Mchunu accused the DA of “renting our children”.

“Lest we forget who in reality the DA are. We have built houses and roads, if you vote for them what are they going to do? We have done all of that,” he said.

Independent Police Investigative Directorate’s executive director designate, McBride, and presidential spokesman Mac Maharaj were among the 27 recipients of bravery awards

McBride is expected to assume his new position next month after being nominated by Police Minister Nathi Mthethwa in November last year.

The former chief of Ekurhuleni metro police refused to discuss the prospects of his new plum job saying it was premature to do so.

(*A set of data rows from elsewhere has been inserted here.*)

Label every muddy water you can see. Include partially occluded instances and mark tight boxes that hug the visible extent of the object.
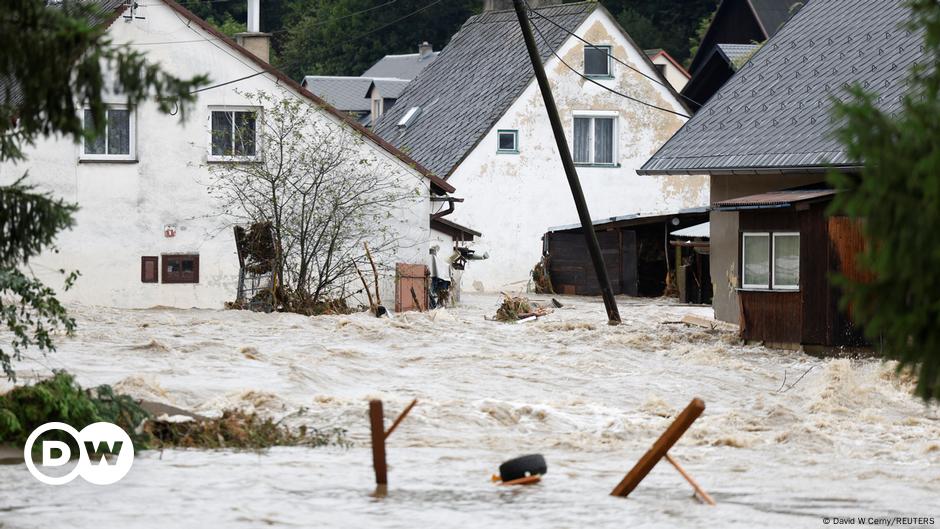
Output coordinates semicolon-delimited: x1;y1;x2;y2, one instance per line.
0;296;940;528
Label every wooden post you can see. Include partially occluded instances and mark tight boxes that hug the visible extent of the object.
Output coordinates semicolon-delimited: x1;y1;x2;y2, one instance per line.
362;243;382;306
369;400;388;486
610;398;705;498
353;261;375;314
512;0;621;325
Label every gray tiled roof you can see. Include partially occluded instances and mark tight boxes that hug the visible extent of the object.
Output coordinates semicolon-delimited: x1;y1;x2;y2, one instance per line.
362;51;440;81
718;44;760;66
301;75;372;112
640;0;924;174
375;2;598;176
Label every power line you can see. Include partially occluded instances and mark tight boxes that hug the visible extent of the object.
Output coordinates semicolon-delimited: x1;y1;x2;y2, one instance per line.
526;2;702;107
526;2;692;119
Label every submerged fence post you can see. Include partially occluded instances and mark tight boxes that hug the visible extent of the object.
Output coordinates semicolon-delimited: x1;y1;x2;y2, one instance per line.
610;398;705;498
369;399;418;490
369;400;388;486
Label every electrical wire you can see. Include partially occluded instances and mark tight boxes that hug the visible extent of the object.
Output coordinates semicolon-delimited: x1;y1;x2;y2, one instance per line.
526;2;692;119
525;1;702;107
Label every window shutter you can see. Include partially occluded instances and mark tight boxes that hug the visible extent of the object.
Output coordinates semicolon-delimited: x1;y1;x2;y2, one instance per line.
140;256;160;283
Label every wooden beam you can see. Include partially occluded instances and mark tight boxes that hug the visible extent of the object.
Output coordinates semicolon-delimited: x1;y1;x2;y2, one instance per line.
610;398;705;498
385;399;418;439
369;400;388;485
664;454;715;505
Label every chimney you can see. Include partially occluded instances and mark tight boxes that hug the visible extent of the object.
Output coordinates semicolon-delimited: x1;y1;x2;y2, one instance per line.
418;41;434;59
483;0;562;12
235;0;271;62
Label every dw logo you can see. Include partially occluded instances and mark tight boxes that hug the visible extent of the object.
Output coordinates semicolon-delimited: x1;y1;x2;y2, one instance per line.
23;422;134;485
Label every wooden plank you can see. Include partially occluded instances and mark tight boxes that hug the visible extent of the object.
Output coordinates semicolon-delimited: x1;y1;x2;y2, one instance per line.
369;400;388;485
610;398;705;498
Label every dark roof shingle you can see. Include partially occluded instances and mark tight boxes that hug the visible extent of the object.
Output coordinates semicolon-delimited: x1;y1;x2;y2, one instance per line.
376;2;597;179
640;0;923;174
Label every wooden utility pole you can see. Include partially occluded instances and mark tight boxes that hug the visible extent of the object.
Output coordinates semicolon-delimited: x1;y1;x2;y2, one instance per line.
512;0;621;325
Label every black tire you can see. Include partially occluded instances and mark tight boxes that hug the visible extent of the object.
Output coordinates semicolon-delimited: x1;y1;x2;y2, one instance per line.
499;454;548;481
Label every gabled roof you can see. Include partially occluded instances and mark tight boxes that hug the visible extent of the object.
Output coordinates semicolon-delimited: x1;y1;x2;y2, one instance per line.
362;51;440;81
0;0;455;193
716;44;760;70
639;0;924;174
689;0;809;75
0;0;127;108
748;0;807;38
301;75;372;112
376;2;598;179
162;0;455;193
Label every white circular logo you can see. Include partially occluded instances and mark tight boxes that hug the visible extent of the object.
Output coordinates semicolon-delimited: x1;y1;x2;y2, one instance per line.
23;422;134;485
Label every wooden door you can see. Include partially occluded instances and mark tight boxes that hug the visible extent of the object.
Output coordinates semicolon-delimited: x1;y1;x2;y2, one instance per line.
395;263;428;312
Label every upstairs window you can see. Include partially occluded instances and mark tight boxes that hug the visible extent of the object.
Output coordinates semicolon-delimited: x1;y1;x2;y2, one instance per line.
584;46;611;77
496;130;519;154
161;254;199;283
741;232;800;290
80;105;137;161
574;116;617;165
209;108;258;161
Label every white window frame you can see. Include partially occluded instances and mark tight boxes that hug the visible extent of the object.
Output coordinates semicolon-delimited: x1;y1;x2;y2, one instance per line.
741;231;774;290
206;105;264;162
583;44;614;79
770;231;803;290
78;103;137;162
571;110;620;167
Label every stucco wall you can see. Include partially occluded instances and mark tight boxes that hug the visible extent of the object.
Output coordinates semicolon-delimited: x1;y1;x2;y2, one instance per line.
709;174;825;323
0;2;431;308
449;9;708;291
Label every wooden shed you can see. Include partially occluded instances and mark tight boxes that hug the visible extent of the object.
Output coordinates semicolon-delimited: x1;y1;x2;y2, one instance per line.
542;208;708;296
714;189;866;348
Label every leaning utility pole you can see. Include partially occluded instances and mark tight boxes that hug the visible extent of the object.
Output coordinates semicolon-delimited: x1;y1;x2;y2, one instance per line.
512;0;620;325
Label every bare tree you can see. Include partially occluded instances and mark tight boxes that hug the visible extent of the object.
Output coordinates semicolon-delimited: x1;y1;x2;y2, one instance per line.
210;88;424;310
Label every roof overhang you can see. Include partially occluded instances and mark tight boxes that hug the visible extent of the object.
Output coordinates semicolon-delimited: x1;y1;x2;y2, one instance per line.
636;164;863;176
712;189;839;211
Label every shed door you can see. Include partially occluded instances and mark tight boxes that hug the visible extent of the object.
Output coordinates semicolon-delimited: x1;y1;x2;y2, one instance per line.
395;263;428;312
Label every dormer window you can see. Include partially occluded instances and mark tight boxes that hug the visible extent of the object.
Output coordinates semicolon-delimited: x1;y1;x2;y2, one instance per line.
584;45;611;77
496;130;519;154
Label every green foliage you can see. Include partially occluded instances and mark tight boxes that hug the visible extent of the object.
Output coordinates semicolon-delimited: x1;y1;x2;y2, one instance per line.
0;371;148;449
830;0;940;400
0;0;208;161
0;0;208;380
0;179;77;380
617;7;656;50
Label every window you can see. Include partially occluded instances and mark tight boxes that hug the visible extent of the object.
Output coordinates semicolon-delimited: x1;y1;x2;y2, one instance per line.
496;130;519;153
80;105;137;161
741;233;770;288
574;116;617;165
741;232;800;290
773;233;800;289
209;108;258;161
140;256;160;283
584;46;610;77
162;254;199;283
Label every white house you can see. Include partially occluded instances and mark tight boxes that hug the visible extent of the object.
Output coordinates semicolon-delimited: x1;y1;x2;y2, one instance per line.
375;0;708;291
0;0;453;308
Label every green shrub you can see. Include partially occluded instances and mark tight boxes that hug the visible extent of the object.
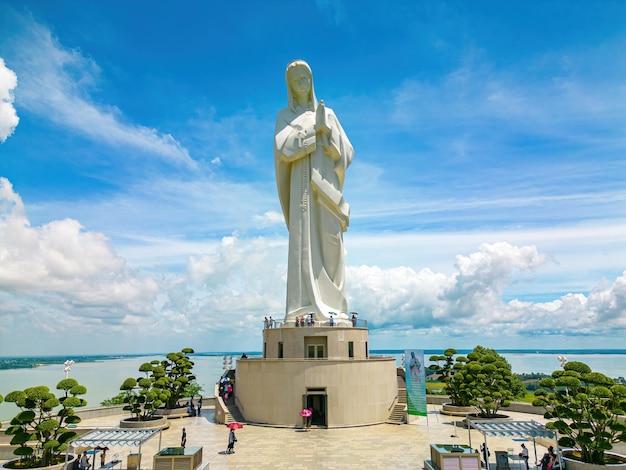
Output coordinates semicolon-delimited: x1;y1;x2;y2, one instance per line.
533;361;626;465
0;378;87;468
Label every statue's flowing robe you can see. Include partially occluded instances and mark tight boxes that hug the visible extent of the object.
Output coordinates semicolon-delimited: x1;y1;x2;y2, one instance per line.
274;103;354;326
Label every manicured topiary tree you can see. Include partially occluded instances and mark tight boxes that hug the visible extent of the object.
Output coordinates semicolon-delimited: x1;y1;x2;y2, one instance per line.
428;348;470;406
451;346;526;418
5;378;87;468
120;348;196;421
120;377;167;421
152;348;196;409
533;361;626;465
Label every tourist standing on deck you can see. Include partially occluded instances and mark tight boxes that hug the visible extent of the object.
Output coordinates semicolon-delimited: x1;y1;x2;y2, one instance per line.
78;451;91;470
519;444;529;470
226;428;237;454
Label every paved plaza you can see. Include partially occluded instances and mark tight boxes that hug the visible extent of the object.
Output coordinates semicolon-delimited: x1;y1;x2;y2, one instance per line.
73;405;545;470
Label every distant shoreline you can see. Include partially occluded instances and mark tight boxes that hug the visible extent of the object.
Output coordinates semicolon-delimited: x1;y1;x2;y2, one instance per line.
0;349;626;370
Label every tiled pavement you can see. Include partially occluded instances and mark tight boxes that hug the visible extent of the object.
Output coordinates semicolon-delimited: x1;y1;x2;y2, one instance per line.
68;405;545;470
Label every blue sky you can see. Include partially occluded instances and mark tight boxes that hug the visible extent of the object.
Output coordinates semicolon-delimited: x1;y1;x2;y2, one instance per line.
0;0;626;355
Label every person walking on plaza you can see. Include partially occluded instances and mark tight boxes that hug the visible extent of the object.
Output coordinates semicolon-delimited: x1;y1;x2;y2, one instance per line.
78;451;91;470
226;428;237;454
519;444;529;470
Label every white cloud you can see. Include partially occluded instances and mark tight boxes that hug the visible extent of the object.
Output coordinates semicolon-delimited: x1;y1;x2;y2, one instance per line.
0;178;157;320
0;174;626;352
0;57;20;142
6;18;196;168
347;242;626;342
254;211;285;226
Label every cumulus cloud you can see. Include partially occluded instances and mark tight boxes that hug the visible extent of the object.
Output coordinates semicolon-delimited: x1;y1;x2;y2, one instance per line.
0;57;20;142
347;242;626;338
0;178;157;322
4;14;196;167
0;174;626;349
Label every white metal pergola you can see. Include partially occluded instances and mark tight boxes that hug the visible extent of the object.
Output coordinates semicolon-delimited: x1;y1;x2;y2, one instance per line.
467;419;552;468
65;428;162;469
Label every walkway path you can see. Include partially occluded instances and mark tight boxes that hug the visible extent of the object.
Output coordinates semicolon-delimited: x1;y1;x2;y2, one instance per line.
75;405;545;470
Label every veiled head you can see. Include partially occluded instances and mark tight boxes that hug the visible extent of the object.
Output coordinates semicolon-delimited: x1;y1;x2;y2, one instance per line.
285;60;317;111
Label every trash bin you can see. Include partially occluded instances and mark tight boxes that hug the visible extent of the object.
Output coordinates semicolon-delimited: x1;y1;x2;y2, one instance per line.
496;450;511;470
126;454;139;470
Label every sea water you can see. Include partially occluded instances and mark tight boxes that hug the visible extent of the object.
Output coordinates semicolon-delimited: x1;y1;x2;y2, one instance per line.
0;350;626;422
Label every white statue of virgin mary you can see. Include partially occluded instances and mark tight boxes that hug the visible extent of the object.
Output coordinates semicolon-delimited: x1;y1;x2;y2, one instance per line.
274;60;354;326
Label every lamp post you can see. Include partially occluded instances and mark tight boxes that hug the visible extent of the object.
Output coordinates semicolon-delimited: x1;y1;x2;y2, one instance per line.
63;359;75;379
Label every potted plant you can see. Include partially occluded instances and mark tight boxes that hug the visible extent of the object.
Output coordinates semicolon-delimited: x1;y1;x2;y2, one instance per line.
4;378;87;468
152;348;196;409
120;348;195;427
428;348;473;415
533;361;626;469
450;346;526;418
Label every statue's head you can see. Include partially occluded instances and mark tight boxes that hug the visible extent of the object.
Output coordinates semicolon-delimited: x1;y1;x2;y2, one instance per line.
285;60;317;111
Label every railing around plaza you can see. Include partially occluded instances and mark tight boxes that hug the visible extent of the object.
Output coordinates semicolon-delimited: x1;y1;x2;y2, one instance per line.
263;318;367;329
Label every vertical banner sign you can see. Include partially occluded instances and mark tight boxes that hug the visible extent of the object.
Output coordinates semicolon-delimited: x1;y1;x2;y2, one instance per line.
404;349;428;416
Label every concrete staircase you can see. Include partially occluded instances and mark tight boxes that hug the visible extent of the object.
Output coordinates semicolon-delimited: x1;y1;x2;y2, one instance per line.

McBride is known for his June 1986 bombing of Why Not restaurant and Magoo’s Bar on the Durban beachfront.

Three people were killed and 69 injured in the attack.

He was arrested and placed on death row but was later spared.

He subsequently received amnesty from the Truth and Reconciliation Commission.

Interestingly, McBride was in the company of Gordon Webster, a fellow MK operative and a man he helped smuggle out of Edendale Hospital in Pietermaritzburg in May 1986.